I think the original shuttle suits were adapted U2 suits iirc.
 
#15
Gary Powers was flying from Pakistan to Norway

Also it will take time to climb to operational altitude
If I recall correctly when taking off they used to do steep climbing in loops over the base they took off from for security reasons, this been back when they never existed.
 
#17
Gary Powers was flying from Pakistan to Norway

Also it will take time to climb to operational altitude
The U-2 of 1960 was essentially an entirely different aeroplane flying an entirely different task taking in a series of widely spaced targets. This required the penetration of hostile airspace because the U-2's sensors of the time were solely optical and required overflight (with exploitation conducted post flight). In doing so, there was obviously no need for DIPCLEARS!
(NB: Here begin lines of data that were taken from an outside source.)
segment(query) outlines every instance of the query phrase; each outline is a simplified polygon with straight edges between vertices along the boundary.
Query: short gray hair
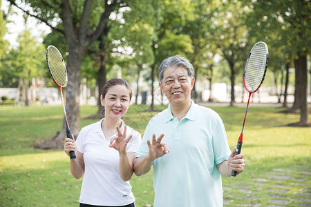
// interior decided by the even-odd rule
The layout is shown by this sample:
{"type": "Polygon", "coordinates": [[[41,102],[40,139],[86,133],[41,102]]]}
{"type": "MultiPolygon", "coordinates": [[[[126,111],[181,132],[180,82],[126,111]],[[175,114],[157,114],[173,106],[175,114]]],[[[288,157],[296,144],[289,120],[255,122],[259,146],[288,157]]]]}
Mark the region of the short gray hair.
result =
{"type": "Polygon", "coordinates": [[[158,74],[159,75],[159,81],[162,83],[163,79],[163,73],[167,68],[170,67],[182,67],[188,70],[188,75],[192,78],[194,77],[194,66],[192,66],[190,61],[180,55],[176,55],[172,57],[169,57],[168,58],[163,60],[160,65],[159,70],[158,74]]]}

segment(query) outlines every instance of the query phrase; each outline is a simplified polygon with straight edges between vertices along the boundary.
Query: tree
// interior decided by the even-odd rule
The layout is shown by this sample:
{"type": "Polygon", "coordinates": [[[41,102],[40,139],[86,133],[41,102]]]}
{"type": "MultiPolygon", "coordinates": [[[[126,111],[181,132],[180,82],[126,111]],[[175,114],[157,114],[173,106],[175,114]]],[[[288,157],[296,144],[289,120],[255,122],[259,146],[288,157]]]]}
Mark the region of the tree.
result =
{"type": "MultiPolygon", "coordinates": [[[[292,109],[300,109],[300,121],[294,125],[309,126],[307,103],[307,56],[311,45],[311,4],[308,0],[254,1],[249,3],[251,17],[263,19],[267,31],[279,34],[279,42],[290,54],[286,62],[294,61],[295,67],[295,100],[292,109]]],[[[249,2],[249,1],[248,1],[249,2]]],[[[265,32],[263,32],[265,34],[265,32]]],[[[267,36],[268,38],[268,36],[267,36]]]]}
{"type": "Polygon", "coordinates": [[[233,106],[235,103],[236,75],[243,70],[242,63],[249,52],[245,50],[248,46],[247,28],[244,21],[245,10],[241,1],[238,1],[225,3],[216,1],[213,6],[211,35],[230,68],[230,106],[233,106]]]}
{"type": "MultiPolygon", "coordinates": [[[[8,0],[28,15],[34,17],[53,30],[64,34],[68,50],[66,110],[71,132],[77,136],[80,129],[79,86],[81,62],[89,46],[97,41],[108,27],[109,16],[125,6],[124,1],[25,1],[28,7],[22,8],[17,1],[8,0]],[[55,26],[56,23],[56,26],[55,26]]],[[[63,124],[63,126],[65,122],[63,124]]],[[[51,142],[41,148],[61,148],[66,132],[63,127],[51,142]]]]}
{"type": "Polygon", "coordinates": [[[156,71],[162,61],[176,55],[185,56],[191,52],[192,48],[189,35],[182,34],[189,1],[153,1],[153,37],[151,47],[154,56],[151,65],[151,103],[150,110],[154,110],[154,81],[156,71]]]}

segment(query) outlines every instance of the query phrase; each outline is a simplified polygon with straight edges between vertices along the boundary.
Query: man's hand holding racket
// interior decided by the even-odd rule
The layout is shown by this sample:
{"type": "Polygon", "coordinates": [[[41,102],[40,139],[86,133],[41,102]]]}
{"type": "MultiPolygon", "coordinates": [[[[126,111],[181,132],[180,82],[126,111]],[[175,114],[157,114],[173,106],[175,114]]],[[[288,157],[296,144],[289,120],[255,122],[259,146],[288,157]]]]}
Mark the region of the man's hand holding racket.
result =
{"type": "MultiPolygon", "coordinates": [[[[248,91],[248,101],[246,106],[245,115],[244,115],[244,121],[242,126],[242,131],[238,137],[235,155],[238,155],[242,150],[243,143],[243,130],[246,120],[246,115],[247,114],[249,99],[253,92],[255,92],[261,87],[265,79],[265,73],[267,72],[267,61],[268,61],[268,48],[267,44],[263,41],[257,42],[252,48],[248,55],[244,69],[243,81],[244,87],[248,91]]],[[[228,161],[229,163],[229,161],[228,161]]],[[[236,177],[237,171],[233,169],[231,172],[231,176],[236,177]]]]}
{"type": "Polygon", "coordinates": [[[75,139],[73,138],[73,135],[71,135],[70,138],[66,138],[64,143],[64,150],[68,156],[70,156],[70,152],[75,152],[77,155],[77,146],[75,145],[75,139]]]}
{"type": "Polygon", "coordinates": [[[228,169],[236,172],[236,175],[242,172],[244,170],[245,160],[244,155],[243,153],[238,154],[235,155],[236,148],[234,147],[231,152],[230,156],[229,156],[227,165],[228,169]]]}
{"type": "Polygon", "coordinates": [[[147,140],[149,151],[146,156],[149,160],[153,161],[156,159],[169,153],[169,150],[167,144],[162,142],[164,135],[164,134],[162,134],[158,139],[156,139],[156,134],[153,134],[152,135],[152,142],[150,142],[149,139],[147,140]]]}

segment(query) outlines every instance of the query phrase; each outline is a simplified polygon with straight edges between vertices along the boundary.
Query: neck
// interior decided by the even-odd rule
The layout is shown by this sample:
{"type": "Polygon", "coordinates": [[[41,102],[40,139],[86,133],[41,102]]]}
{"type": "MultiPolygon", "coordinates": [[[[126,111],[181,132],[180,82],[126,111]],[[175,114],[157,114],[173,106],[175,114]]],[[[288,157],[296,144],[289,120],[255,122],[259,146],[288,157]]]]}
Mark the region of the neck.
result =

Today, the U-2 is optimised for stand-off collection using SAR/GMTI, SIGINT and oblique imagery so will not penetrate DPRK airspace for obvious reasons. Processing Exploitation and Dissemination (PED) of product is done in real time via the global USAF Distributed Common Ground Stn (DCGS) SATCOM architecture. Ultimately, you still have to collect from a set location and the U-2 climbs very fast indeed; by the time the systems are checked out by the DCGS crews, the aeroplane will be at operating altitude.

You're just burning gas pointlessly and reducing time on task by a massive amount. Moreover, DIPCLEAR requirements from most of your suggested locations would compromise OPSEC, result in significant detours necessitating further waste of gas and reduction in collection, and reduce operational flexibility.

So why would you want to fly from such distances?

Incidentally, to avoid @NorthfleetNinja having an aneurism, all of the above is open source!

Regards,
MM
 
#20
I'm genuinely surprised the U2 is still in use, why not the SR-71 or satelite imagery? Surely satellite stuff is top notch by now?
The SR-71 went due to cost and satellites are incredibly predicable, can't orbit over a location for hours on end and laws of physics mean they're no good for certain collection tasks. Equally, satellites have their strengths but air and space collection is complimentary.